One of the most important things the federal government can do to build a climate-resilient public health system is to help state, local, territorial, and tribal health departments deliver the basics. The House version of Build Back Better contains $7 billion for “core public health infrastructure” such as a well-trained workforce and the ability to track emerging health threats.

Public health departments also need funding specifically for climate adaptation, which is where the U.S. Centers for Disease Control and Prevention (CDC) comes in. President Biden’s Fiscal Year 2022 budget released in May included a $100 million plus-up (a 1,000 percent increase!) for CDC’s Climate and Health Program, the only direct federal support for climate adaptation at subnational health departments. That request is in the hands of Congress, which has yet to finish its work to fund the government.

Preparing federal agencies for an even more dangerous future

As I wrote a couple of weeks ago, 26 federal agencies also reinvigorated their efforts to keep their doors open and services flowing in a climate-changed world by releasing new climate adaptation plans. Health and safety are a central part of the plans—from the federal workers on the front lines of disasters to every U.S. resident who depends directly or indirectly on federal services or funding. (Hint: That means all of us.)

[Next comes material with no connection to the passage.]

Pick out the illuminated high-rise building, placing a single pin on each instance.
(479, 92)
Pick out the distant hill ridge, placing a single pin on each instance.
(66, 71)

Aerial view of a fire engine and a person putting the edge of a fire out with a hose

Federal workers fighting the Harris Fire, Montana, 2021.

Credit: Austin Catlin, Bureau of Land Management, Public Domain

Tackling health inequities

The administration has taken several initial steps to reduce the inequitable harm from air and water pollution, tackle disparities in climate resilience funding, and increase the capacity of marginalized communities to stay safe from heat and wildfire smoke.

There’s no quick fix, however, for the decades of injustice that have put and kept certain communities in harm’s way. President Biden recognized that in an early executive order when he directed Health and Human Services to create an Office of Climate Change and Health Equity (OCCHE). OCCHE’s priorities include, among other things, addressing health disparities exacerbated by climate impacts and fostering innovation in adaptation for disadvantaged communities.

OCCHE, like CDC, is underfunded. That’s why we joined 32 health, environmental justice, and scientific organizations last month on a letter calling for more funding for this crucial office.

Together, the Build Back Better Act and the administration’s efforts are the most significant funding and policy action ever for climate and health adaptation. But as recent assessments by the World Health Organization, the Lancet Countdown, and the Intergovernmental Panel on Climate Change clearly lay out, we have a long way to go. The Biden-Harris administration and Congress must keep the metaphorical climate adaptation fires burning bright, lest we be consumed by the actual flames of the climate crisis.